Petter Wallenberg’s connection with India goes beyond music. More a case of identity and respect that Wallenberg felt was lacking when he first arrived here. “Being gay, I was legally a criminal in the country till Section 377 got scrapped last year. But not before I started working on my debut album, Rainbow Riots India, which was a means of protest,” says the 42-year-old Swedish music producer, Founder of Rainbow Riots, a Swedish organisation that advocates for the rights of the queer community.
Wallenberg just released the first single from his album, Love is Love, which features drag queen Sushant Divgikar and transgender dance group Dancing Queens. “It’s been hailed as India’s first pride anthem, which is amazing. What makes me the happiest is the response from regular people.

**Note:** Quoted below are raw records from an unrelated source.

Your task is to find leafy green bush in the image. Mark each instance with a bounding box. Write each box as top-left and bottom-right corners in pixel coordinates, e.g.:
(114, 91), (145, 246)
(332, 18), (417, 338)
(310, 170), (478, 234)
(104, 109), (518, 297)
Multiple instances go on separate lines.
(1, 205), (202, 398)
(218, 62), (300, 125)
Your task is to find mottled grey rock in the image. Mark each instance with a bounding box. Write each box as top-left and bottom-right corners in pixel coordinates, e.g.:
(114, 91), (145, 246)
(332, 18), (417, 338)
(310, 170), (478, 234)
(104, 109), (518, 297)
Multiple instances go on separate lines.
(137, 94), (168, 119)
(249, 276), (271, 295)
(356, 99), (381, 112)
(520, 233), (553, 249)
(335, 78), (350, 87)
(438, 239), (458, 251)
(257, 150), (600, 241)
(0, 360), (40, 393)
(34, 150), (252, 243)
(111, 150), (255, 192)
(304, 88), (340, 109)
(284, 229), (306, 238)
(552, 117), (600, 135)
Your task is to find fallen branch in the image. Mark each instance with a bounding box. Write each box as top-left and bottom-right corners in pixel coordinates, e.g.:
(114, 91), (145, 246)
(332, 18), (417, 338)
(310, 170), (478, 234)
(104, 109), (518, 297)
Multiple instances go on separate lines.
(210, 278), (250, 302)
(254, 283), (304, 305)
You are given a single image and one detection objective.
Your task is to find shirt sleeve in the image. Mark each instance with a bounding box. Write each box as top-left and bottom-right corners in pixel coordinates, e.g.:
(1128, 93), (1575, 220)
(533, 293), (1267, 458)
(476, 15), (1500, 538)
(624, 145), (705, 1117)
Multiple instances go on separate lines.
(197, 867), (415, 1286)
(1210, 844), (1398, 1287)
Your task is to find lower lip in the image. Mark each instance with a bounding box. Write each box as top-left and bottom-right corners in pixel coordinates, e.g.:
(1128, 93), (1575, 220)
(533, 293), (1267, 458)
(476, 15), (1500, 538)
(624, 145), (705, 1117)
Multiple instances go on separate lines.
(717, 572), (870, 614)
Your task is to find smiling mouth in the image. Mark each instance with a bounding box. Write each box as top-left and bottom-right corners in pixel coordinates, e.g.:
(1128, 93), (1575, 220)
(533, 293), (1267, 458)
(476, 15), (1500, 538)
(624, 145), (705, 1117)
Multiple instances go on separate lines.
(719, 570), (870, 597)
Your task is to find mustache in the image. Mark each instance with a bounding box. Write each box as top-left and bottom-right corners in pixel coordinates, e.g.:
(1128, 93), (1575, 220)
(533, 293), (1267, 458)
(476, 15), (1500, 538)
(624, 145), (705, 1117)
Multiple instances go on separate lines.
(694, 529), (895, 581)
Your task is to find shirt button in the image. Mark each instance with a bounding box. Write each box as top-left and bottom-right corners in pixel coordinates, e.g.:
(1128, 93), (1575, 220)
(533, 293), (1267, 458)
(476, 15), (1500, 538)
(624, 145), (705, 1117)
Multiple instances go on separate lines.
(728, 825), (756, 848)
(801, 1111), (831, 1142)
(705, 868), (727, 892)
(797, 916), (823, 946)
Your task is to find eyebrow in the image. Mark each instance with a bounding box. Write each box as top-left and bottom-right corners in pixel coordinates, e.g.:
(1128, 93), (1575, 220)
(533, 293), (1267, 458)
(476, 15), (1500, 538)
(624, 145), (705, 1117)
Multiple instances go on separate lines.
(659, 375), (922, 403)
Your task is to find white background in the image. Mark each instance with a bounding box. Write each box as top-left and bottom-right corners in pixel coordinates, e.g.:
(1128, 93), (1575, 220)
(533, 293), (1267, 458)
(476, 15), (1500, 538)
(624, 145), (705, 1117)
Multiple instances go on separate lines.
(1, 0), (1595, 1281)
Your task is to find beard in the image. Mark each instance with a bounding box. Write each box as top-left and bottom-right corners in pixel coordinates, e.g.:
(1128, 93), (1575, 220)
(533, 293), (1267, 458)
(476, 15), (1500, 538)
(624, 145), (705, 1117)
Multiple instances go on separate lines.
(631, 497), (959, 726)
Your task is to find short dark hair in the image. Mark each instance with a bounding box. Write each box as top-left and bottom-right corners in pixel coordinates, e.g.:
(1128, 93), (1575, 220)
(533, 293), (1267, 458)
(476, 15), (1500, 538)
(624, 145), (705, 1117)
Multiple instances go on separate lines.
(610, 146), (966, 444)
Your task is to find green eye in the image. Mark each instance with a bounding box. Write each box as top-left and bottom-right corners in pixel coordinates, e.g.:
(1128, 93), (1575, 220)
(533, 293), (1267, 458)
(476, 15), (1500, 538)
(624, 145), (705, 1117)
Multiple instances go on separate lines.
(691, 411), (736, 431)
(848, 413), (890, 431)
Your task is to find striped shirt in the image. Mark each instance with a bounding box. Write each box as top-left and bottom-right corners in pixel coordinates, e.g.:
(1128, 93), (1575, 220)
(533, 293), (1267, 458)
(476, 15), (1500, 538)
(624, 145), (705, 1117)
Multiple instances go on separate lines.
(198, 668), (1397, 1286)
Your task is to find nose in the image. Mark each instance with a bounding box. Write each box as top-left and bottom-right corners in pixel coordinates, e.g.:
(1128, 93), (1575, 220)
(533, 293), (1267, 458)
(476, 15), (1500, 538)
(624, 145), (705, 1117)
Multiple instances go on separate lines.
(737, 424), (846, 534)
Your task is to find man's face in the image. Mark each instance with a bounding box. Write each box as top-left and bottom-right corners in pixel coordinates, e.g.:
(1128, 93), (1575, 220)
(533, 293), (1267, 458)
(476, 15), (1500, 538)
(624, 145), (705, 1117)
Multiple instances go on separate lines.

Many from all over India have contacted me and thanked me, saying this gives them hope and helps them feel good about themselves.”
Incidentally, the title was inspired by one of the responses that he got from the crowds at a pride march in Mumbai, right after homosexuality was legalised. “I shouted: ‘Love is what?’ and the crowd responded: ‘Love!’ The atmosphere was electric. So many people came out into the street and showed that they were no longer afraid to show who they were. You could feel the wind of change in the air.”
Ahead of his upcoming performance in Mumbai, we catch up with Wallenberg about his musical journey and why he believes that there is a long way to go for the LGTBQIA+ community in India.
How would you describe your musical style? How much has it evolved over the years?
My musical roots are in disco music. Disco music represents freedom. When disco came into prominence, it was the soundtrack to the LGTBQIA+ liberation, with the roots in American black soul music, often fronted by big disco divas and strong women. That is so political in itself, as the opposite of macho rock music at the time. Disco was like a big glittery revolution, and since then, it’s lived on in new shapes and forms. My style is very much a homage to classic dance music and the freedom it represents. But with a new twist. I like to constantly explore mixing different styles.
Where do you get ideas for new music?
I love new influences. From pop music with traditional instruments, rap with orchestral sounds, Indian singers with Western dance music – I love to mix it all up and challenge myself and the audience. I always make music with a theme, or a concept, or a story. I approach music as a much bigger project than just a throwaway pop song. I see it as an important tool to tell stories, to inspire change and to create a movement.
What inspired you to make the new album?
I wrote and produced Rainbow Riots India featuring India’s first openly LGTBQIA+ singers and dancers. I wanted to create something completely new, and mix my musical roots of Western club music, rap, pop and soul with Bollywood sounds and classical Indian influences. I want to break new ground and smash stereotypes, to widen musical landscapes, expand horizons and open minds.
I came to India without knowing anyone. I just had to go out and find people. It was one hell of a journey. Now that that’s finished, so much has changed. A revolution for human rights has taken place. When Section 377 got struck down I was right in the middle of it. All the energy has gone into the album and music videos. This is the sound of India‘s rainbow revolution. I want people to see that we as LGTBQIA+ people are everywhere, in every culture. Ultimately we are human beings, and like all humans – we need love. Because love always wins.
How successful do you think music has been in eliminating the prejudice against LGBTQIA+?
We as LGTBQIA+ people have always used creativity to fight against discrimination. We fight hatred with beauty. Music and creativity are extremely powerful weapons because they change the most important thing – people’s minds.
But the battle for full equal rights is not over yet. The abolishment of Section 377 was just the beginning. Now India’s LGTBQIA+ people have to fight for equal marriage rights, protection against discrimination, etc. People are still afraid and hateful of people who are different. A complete change won’t happen overnight. But it will happen step by step. Rainbow Rights India will launch next month.